Flying Doctors of America
- Formation: 1990
- Founder: Allan Gathercoal
- Type: Non-profit
- Website: https://fdoamerica.org/

= Flying Doctors of America =

Flying Doctors of America was founded by Allan M. Gathercoal in 1990. Currently it has more than 7000 volunteers in association.

The organization brings together physicians, dentists, physician assistants, nurse practitioners, registered nurses, pharmacists, and other non-medical volunteers who give medical and dental care to people in developing countries throughout the world. All of the missions are short-term (one or two weeks), professionally managed and affordable. Each team member makes a small donation to the organization which is used to cover the cost of transportation, lodging and mission expenses. Each year the schedule of missions is posted on the organization's website.

The organization is a 501(c)(3) charitable organization registered as Medical Mercy Missions, Inc. with the IRS and in the state of Georgia, DBA: Flying Doctors of America.

It is listed in the Encyclopedia of Associations, published by Thomson Gale.

It is listed in Idealist - Directory of nonprofit web resources: 16000 organizations in 130 countries.

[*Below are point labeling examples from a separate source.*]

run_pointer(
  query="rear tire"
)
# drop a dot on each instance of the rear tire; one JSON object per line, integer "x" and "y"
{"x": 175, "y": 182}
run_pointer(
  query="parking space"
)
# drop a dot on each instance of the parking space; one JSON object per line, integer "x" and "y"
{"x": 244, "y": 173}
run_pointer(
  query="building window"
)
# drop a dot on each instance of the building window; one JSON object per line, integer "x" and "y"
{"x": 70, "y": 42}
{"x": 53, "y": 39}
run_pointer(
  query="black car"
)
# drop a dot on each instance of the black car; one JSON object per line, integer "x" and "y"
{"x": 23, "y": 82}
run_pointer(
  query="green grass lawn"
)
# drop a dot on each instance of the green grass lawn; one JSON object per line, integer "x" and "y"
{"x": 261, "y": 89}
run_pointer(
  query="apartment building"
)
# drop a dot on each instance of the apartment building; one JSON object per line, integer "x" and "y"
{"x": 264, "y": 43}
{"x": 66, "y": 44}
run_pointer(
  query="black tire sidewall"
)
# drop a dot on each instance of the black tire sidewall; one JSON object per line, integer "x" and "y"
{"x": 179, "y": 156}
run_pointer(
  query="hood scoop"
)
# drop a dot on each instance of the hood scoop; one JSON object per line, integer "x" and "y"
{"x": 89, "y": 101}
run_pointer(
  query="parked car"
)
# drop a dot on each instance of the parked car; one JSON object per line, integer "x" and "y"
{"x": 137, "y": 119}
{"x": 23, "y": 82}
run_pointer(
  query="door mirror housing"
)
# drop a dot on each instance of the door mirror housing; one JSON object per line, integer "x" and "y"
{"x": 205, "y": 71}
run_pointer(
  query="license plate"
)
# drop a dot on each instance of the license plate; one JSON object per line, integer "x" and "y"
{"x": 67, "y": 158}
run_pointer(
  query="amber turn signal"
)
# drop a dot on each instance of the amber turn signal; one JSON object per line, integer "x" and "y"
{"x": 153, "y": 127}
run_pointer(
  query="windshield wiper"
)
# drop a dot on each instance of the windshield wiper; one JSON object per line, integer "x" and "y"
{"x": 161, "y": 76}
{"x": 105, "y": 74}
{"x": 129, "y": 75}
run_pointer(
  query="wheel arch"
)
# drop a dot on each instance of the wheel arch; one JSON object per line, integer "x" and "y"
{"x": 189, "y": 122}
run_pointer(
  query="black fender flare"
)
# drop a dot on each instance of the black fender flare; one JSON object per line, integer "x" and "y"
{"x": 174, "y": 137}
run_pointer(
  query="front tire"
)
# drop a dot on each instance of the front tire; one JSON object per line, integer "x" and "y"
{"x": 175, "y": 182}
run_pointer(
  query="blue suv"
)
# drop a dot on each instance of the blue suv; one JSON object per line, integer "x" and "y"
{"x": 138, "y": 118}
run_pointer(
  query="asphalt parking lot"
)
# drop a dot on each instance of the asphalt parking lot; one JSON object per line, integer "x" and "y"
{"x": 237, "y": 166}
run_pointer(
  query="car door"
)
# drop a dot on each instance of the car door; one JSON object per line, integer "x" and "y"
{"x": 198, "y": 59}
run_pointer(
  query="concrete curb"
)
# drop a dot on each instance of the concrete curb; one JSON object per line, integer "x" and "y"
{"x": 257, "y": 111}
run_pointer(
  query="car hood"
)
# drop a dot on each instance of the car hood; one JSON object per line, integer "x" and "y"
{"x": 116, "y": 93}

In April 2020, pilot and urologist Dr. William Kirby, a volunteer of Flying Doctors America and former mayor of Auburn, California, died in a plane crash at 72. He was also chairman of the Tumor Board at Sutter Auburn Faith Hospital. Dr. William Kirby flew to rural parts of the world to give free medical services and free clinics.

==Medical Mercy Missions==
Medical Mercy Missions, Inc. is the mother organization of Flying Doctors of America.

The organization is a 501(c)(3) charitable organizations registered with the IRS and in the state of Georgia.